By Londonist Last edited 107 months ago
Live Music Review: Grouper @ The Luminaire

Grouper

Last night saw Oregon based mistress of drone folk Liz Harris aka Grouper hush a teeming Luminaire crowd in Kilburn. Presented by the London based music promoter Upset The Rhythm, Grouper was accompanied by Silk Flowers; an otherworldly darkwave synth-pop Brooklyn trio and self billed athletic rhythm / action unit Thank You hailing from Baltimore.

Silk Flowers kicked things off with a few from their 2009 self-titled album notably the album opener 'Flash of Light', a throbbing echoed backing, driven by the calm sinister baritone voice of singer Aviram Cohen who will undoubtedly be compared to Ian Curtis. For a band peppered with comparisons ranging from Throbbing Gristle to Joy Division and Kraftwerk they produce a distinctive concoction of deep entrancing synth and no-fi muffled haze which is undeniably intriguing and exactly what you would expect of a band that was hand picked by a member of No Age to release an album on his label.

Next up were Thank You who were so full of vigour and expressiveness from the start that you felt transported into a giant speeding hamster wheel filled dustbin lids and a thousand wailing mallards, but between the no-wave chaos were moments of inspiring melodic cohesion and ingenious skittering drum riffs. The set was not without hiccups; during the first song guitarist Michael Bouyoucas’ string broke and after almost every song the sound had to be adjusted but this didn’t kill the buzz of what can only be described as a joyfully exhilarating set.

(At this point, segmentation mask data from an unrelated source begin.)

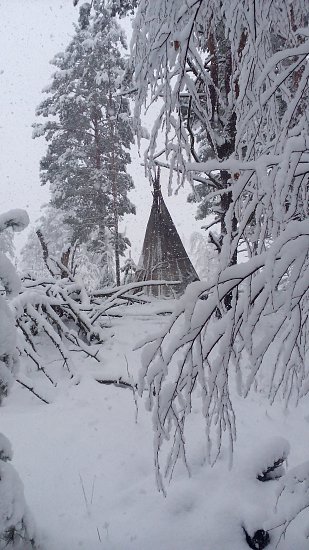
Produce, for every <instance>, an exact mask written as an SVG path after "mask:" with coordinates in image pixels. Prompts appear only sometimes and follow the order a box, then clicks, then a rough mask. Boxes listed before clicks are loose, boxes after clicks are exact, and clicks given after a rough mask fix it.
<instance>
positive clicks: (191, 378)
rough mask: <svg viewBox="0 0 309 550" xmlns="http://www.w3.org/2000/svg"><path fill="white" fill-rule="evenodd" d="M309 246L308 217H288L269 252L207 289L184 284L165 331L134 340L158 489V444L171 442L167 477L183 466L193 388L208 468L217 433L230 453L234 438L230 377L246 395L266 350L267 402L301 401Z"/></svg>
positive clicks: (159, 470)
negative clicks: (203, 426)
mask: <svg viewBox="0 0 309 550" xmlns="http://www.w3.org/2000/svg"><path fill="white" fill-rule="evenodd" d="M308 250H309V221H308V220H303V221H301V222H297V221H292V222H291V223H290V224H289V225H288V226H287V227H286V229H285V230H284V231H283V232H282V233H281V234H280V236H279V237H278V238H277V239H275V240H274V242H273V243H272V245H271V246H270V247H269V250H268V251H267V253H266V252H263V253H261V254H259V255H257V256H254V257H252V258H251V259H250V260H248V261H247V262H245V263H242V264H239V265H233V266H230V267H227V268H226V269H224V270H222V271H221V272H219V274H218V276H217V278H216V279H215V280H213V282H212V283H210V284H205V283H204V282H200V283H193V284H191V285H190V286H189V287H188V289H187V291H186V293H185V295H184V297H183V298H182V299H181V300H180V301H179V304H178V306H177V307H176V309H175V312H174V314H173V315H172V317H171V319H170V323H169V324H168V326H167V328H164V330H163V332H162V333H161V334H159V335H158V336H157V337H156V338H153V340H152V341H148V342H142V343H141V344H144V345H145V346H146V347H145V349H144V352H143V367H142V370H141V372H140V378H139V391H140V393H141V394H142V393H143V392H144V391H147V394H148V403H149V407H150V408H151V409H152V410H153V421H154V429H155V434H156V435H155V449H156V453H155V454H156V457H157V462H156V465H157V474H158V482H159V486H160V488H161V489H162V488H163V481H162V476H161V470H160V464H159V458H158V457H159V452H160V450H161V448H162V446H163V444H164V443H166V444H167V445H168V446H169V455H168V459H167V468H166V473H171V471H172V470H173V468H174V466H175V463H176V461H177V460H178V458H180V457H182V458H183V459H184V460H185V445H184V441H185V437H184V431H185V422H186V418H187V416H188V414H189V412H190V410H191V400H192V394H193V392H194V391H195V390H196V389H197V388H199V393H200V395H201V398H202V402H203V415H204V417H205V427H206V434H207V441H208V459H209V461H210V462H213V461H214V460H215V459H216V457H217V456H218V453H219V452H220V448H221V445H222V438H223V435H224V433H225V434H226V436H227V437H228V440H229V443H230V450H231V451H232V449H233V444H234V441H235V437H236V424H235V415H234V411H233V406H232V400H231V396H230V378H231V376H232V372H236V377H237V380H238V389H239V392H240V393H241V394H242V395H247V394H248V392H249V390H250V388H251V387H252V384H253V382H254V380H255V379H256V376H257V373H258V370H259V369H260V368H261V366H262V364H263V361H267V360H268V359H267V358H268V352H269V350H270V348H271V349H272V352H273V353H274V354H275V361H274V359H273V356H272V363H271V365H270V366H268V369H270V370H271V384H270V388H269V393H270V398H271V399H274V398H275V396H276V394H277V393H278V391H279V389H280V388H281V389H282V390H283V393H284V395H285V396H286V398H287V399H288V398H289V397H290V396H291V392H292V391H293V389H294V390H295V391H296V394H297V396H299V392H300V389H301V387H302V384H303V383H304V382H305V381H306V380H308V374H309V373H308V370H307V369H306V367H305V365H306V361H305V360H306V354H307V325H306V321H307V317H308V297H309V296H308V293H309V290H308V289H309V284H308V282H309V281H308V276H309V275H308V274H309V254H308ZM287 273H290V274H291V275H290V284H287V282H286V280H285V277H286V275H287ZM231 292H232V307H231V309H230V310H228V311H227V310H225V308H224V305H223V304H224V298H225V297H226V296H227V295H228V294H229V293H231ZM243 357H245V358H246V362H247V366H246V369H245V370H244V369H243V366H242V360H243ZM231 362H232V364H234V369H235V370H234V369H233V371H232V370H231ZM244 373H245V374H246V375H244ZM295 378H296V379H297V380H298V385H296V387H295V386H294V381H295Z"/></svg>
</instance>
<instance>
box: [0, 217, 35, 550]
mask: <svg viewBox="0 0 309 550" xmlns="http://www.w3.org/2000/svg"><path fill="white" fill-rule="evenodd" d="M28 221H29V220H28V216H27V214H26V213H25V212H24V211H23V210H11V211H9V212H7V213H6V214H2V215H1V216H0V233H2V232H3V231H5V230H6V229H7V228H9V227H11V228H12V229H13V230H14V231H21V230H22V229H23V228H24V227H26V226H27V224H28ZM0 282H1V285H2V287H3V295H0V399H1V400H2V399H3V398H4V397H5V396H6V395H7V394H8V391H9V389H10V387H11V386H12V384H13V381H14V377H15V375H16V373H17V369H18V355H17V349H16V329H15V318H14V315H13V313H12V310H11V308H10V305H9V301H10V300H11V298H12V297H14V296H16V294H18V292H19V290H20V280H19V278H18V277H17V274H16V272H15V269H14V266H13V265H12V263H11V262H10V261H9V260H8V258H7V257H6V256H5V255H4V254H3V253H2V252H0ZM11 459H12V449H11V445H10V442H9V441H8V439H7V438H6V437H5V436H4V435H3V434H0V549H1V550H2V549H10V548H11V549H13V548H14V549H20V550H26V549H28V548H34V547H35V543H34V532H33V524H32V520H31V517H30V514H29V511H28V509H27V505H26V503H25V499H24V493H23V486H22V482H21V481H20V479H19V477H18V474H17V473H16V471H15V469H14V468H13V466H12V465H11V464H9V463H8V462H9V461H10V460H11Z"/></svg>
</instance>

Then there was Grouper. Unruffled calm engulfed the room as she sat down with her hood mystifyingly covering her eyes and fidgeted with her guitar whilst the static muffled thunderstorm effects from the opener of Dragging A Dead Deer Up A Hill ran alongside starry imagery on the projector. Her voice is out of this world, a ringing blend of haunting purity, which would turn even the most hyperactive kid introspective. This however was the problem, it is music you don’t want to stand and observe but rather slump into a contented slumber and float off into a place that only your own mind can create.